I call V-JEPA 2-AC as follows:

...
with torch.no_grad():
    z_current = self.encode_single_frame(current_rgb)

    s = torch.tensor(
        ee_state7.reshape(1, 1, 7),
        dtype=torch.float32,
        device=self.device,
    )

    action = self.world_model.infer_next_action(
        z_current,
        s,
        self.z_goal,
    )

    action_np = action.detach().float().cpu().numpy().reshape(-1)

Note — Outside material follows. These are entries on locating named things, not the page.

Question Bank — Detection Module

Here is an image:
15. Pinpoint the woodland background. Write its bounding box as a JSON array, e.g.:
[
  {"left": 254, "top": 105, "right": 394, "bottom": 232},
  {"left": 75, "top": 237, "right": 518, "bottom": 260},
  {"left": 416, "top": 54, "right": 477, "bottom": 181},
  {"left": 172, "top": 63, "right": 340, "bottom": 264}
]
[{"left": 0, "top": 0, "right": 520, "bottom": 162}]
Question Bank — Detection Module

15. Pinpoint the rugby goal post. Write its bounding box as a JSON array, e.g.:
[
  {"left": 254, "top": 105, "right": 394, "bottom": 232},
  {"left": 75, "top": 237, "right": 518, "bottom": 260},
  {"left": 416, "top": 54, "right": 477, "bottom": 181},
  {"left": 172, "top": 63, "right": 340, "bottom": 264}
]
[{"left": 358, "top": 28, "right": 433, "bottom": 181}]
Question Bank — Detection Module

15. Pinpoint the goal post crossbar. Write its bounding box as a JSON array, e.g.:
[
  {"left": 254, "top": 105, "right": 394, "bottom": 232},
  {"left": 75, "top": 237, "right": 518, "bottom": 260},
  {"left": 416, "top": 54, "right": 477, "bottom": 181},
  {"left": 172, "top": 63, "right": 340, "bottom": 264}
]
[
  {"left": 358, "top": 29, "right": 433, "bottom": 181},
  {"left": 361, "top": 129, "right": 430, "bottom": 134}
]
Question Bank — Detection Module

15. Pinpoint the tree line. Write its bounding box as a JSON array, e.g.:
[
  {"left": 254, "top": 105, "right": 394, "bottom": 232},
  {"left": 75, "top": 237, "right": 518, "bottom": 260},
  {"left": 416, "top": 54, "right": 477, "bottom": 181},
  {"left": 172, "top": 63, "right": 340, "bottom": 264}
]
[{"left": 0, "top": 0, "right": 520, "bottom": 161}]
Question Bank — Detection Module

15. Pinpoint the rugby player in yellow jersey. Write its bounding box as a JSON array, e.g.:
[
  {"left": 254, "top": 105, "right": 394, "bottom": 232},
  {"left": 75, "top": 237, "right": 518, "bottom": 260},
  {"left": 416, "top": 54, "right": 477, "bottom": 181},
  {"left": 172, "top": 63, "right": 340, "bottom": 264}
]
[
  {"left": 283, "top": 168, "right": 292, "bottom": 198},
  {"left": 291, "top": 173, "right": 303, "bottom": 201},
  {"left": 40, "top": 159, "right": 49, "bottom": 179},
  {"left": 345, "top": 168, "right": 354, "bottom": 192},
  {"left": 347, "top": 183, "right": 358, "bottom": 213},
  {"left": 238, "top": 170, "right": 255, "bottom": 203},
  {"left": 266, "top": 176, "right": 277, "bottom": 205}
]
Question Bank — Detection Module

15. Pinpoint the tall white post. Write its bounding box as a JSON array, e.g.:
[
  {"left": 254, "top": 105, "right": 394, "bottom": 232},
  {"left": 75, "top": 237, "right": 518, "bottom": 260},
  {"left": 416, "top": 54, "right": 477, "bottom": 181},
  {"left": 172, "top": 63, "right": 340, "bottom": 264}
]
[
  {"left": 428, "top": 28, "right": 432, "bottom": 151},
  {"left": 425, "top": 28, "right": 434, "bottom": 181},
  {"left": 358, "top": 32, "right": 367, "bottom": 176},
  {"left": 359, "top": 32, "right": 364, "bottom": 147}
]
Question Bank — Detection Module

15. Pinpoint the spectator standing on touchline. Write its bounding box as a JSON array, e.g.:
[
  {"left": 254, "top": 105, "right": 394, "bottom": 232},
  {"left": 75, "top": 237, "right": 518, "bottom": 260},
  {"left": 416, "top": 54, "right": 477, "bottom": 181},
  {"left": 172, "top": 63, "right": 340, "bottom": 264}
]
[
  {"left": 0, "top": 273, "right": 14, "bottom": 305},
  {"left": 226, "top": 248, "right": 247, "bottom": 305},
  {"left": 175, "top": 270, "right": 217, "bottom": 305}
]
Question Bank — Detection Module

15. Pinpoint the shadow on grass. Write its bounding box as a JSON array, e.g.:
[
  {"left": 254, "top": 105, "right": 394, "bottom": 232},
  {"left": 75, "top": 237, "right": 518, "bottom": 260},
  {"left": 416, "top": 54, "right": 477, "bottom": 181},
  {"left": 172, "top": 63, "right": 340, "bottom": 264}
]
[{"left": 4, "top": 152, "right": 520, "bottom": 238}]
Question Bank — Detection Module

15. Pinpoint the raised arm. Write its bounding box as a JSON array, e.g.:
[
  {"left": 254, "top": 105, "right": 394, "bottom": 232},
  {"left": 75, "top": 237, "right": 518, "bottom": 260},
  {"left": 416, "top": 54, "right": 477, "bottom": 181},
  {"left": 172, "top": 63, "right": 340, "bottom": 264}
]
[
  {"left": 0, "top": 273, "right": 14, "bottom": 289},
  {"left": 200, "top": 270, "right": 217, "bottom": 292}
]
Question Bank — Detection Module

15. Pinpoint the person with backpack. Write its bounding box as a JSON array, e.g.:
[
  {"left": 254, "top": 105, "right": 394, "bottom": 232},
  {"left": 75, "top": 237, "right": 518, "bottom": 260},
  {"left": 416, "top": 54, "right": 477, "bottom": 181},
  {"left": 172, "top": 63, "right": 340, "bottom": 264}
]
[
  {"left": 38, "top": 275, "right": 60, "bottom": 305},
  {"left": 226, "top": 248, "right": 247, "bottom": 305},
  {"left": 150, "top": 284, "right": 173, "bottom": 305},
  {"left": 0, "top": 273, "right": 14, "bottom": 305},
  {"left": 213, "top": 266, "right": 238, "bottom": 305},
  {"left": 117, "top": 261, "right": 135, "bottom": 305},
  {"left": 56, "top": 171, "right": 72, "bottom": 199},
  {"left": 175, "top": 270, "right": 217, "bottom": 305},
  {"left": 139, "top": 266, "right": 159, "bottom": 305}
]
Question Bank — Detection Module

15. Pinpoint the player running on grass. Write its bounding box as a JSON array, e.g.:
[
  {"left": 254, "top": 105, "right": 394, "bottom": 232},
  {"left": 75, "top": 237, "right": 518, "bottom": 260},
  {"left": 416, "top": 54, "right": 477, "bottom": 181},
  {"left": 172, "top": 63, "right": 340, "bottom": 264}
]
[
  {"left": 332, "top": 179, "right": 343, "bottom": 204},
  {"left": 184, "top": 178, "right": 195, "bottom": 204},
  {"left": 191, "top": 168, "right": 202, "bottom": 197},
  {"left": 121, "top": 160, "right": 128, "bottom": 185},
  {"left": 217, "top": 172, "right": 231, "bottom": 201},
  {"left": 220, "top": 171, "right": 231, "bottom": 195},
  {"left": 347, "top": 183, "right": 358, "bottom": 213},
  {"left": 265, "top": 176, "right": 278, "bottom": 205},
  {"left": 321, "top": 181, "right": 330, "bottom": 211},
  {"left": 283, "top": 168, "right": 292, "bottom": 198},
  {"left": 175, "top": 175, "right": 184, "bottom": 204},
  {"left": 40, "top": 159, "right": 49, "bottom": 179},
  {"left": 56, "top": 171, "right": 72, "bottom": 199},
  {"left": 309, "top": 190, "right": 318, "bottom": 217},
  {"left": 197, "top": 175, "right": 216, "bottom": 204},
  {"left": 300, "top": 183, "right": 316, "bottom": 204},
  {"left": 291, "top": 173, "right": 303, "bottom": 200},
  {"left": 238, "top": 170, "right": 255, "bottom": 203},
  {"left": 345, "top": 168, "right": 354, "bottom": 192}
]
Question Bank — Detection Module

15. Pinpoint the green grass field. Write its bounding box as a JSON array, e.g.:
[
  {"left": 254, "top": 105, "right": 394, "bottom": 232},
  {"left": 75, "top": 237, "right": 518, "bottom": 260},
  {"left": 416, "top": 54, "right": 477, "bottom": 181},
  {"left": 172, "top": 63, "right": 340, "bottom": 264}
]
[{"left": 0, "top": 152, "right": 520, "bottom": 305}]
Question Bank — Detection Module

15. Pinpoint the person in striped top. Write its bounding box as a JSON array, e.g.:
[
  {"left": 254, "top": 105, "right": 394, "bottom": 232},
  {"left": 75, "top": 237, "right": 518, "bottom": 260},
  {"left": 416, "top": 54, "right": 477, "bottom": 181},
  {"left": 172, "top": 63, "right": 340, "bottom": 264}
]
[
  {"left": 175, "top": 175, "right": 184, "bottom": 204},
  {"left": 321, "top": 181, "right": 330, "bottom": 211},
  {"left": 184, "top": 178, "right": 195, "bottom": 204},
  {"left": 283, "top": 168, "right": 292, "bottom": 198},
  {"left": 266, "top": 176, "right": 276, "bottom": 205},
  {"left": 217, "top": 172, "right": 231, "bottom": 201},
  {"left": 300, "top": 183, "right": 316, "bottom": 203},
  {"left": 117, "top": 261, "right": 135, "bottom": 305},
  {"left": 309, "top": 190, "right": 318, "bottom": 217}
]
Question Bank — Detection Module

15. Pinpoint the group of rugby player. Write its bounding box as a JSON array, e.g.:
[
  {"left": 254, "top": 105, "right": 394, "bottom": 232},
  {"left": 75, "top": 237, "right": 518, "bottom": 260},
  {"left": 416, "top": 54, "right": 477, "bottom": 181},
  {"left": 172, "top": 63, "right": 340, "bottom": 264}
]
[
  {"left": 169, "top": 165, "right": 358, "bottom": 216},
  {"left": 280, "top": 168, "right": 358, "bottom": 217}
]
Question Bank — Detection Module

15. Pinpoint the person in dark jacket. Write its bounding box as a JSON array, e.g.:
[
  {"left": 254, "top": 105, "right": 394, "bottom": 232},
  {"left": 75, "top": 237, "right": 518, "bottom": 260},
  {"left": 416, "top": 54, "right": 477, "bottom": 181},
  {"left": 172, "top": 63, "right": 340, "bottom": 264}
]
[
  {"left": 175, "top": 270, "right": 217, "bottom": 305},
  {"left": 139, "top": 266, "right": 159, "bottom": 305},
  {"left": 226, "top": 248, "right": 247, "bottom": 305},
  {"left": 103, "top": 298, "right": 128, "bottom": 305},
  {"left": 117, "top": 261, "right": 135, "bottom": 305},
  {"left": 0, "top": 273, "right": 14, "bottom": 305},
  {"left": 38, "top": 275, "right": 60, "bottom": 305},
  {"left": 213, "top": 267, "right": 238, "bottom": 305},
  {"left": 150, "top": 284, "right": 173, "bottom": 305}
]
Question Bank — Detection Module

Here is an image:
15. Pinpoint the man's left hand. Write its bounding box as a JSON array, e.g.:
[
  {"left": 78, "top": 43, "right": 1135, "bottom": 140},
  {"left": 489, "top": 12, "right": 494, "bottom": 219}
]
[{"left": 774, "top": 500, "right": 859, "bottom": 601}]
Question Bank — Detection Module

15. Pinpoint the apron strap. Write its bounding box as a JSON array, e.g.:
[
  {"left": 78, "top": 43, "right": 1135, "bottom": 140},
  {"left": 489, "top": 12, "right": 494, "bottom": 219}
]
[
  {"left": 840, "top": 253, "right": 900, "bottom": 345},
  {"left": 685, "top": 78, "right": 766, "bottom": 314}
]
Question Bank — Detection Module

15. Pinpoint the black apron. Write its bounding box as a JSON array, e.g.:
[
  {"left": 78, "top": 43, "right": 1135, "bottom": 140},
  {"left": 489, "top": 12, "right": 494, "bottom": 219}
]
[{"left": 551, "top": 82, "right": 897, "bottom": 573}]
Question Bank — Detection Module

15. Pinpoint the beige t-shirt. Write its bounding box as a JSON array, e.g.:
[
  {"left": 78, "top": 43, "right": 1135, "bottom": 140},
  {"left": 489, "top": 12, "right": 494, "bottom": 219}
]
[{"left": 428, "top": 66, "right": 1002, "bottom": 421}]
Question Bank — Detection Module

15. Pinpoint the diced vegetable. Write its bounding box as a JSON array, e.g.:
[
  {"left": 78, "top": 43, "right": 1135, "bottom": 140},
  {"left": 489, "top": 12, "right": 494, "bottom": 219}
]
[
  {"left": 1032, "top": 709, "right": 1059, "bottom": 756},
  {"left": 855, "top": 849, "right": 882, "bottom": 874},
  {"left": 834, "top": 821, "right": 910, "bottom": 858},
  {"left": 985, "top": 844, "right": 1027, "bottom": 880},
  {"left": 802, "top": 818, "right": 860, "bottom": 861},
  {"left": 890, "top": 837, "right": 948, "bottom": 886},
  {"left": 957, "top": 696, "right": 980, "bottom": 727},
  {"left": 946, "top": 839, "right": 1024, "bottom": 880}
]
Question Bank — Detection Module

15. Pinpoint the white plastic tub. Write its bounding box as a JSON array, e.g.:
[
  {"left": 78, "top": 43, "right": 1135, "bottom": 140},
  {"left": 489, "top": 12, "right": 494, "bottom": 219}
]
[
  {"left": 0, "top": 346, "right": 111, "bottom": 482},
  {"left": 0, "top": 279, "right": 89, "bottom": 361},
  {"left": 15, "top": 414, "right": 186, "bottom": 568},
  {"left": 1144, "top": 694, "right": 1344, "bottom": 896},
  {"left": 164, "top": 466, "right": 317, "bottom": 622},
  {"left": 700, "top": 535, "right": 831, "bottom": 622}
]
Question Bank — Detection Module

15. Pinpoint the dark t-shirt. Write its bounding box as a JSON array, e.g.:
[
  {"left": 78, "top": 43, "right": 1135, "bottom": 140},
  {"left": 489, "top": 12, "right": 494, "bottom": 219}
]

The returned action is mapped directly to the Isaac Lab action:

actions[env_id, 0:3] = pos_gain * vjepa_action.delta_xyz
actions[env_id, 3:6] = rot_gain * vjepa_action.delta_rpy
actions[env_id, -1]  = gripper_gain * vjepa_action.gripper

with:

pos_gain = 1.0
rot_gain = 1.0
gripper_gain = 1.0

Minimal controller code

@dataclass
class VJepaAction:
    delta_xyz: np.ndarray
    delta_rpy: np.ndarray
    gripper: float

class VJEPAMPC:
    def __init__(self, ...):
        ...

    def encode_single_frame(self, rgb: np.ndarray):
        ...

    def infer_action(
        self,
        current_rgb: np.ndarray,
        ee_state7: np.ndarray,
    ) -> VJepaAction:
        if not self.available:
            raise RuntimeError("V-JEPA2-AC is unavailable.")

        current_rgb = to_uint8_rgb(current_rgb)

        with torch.no_grad():
            ...

        return parse_vjepa_action(action_np)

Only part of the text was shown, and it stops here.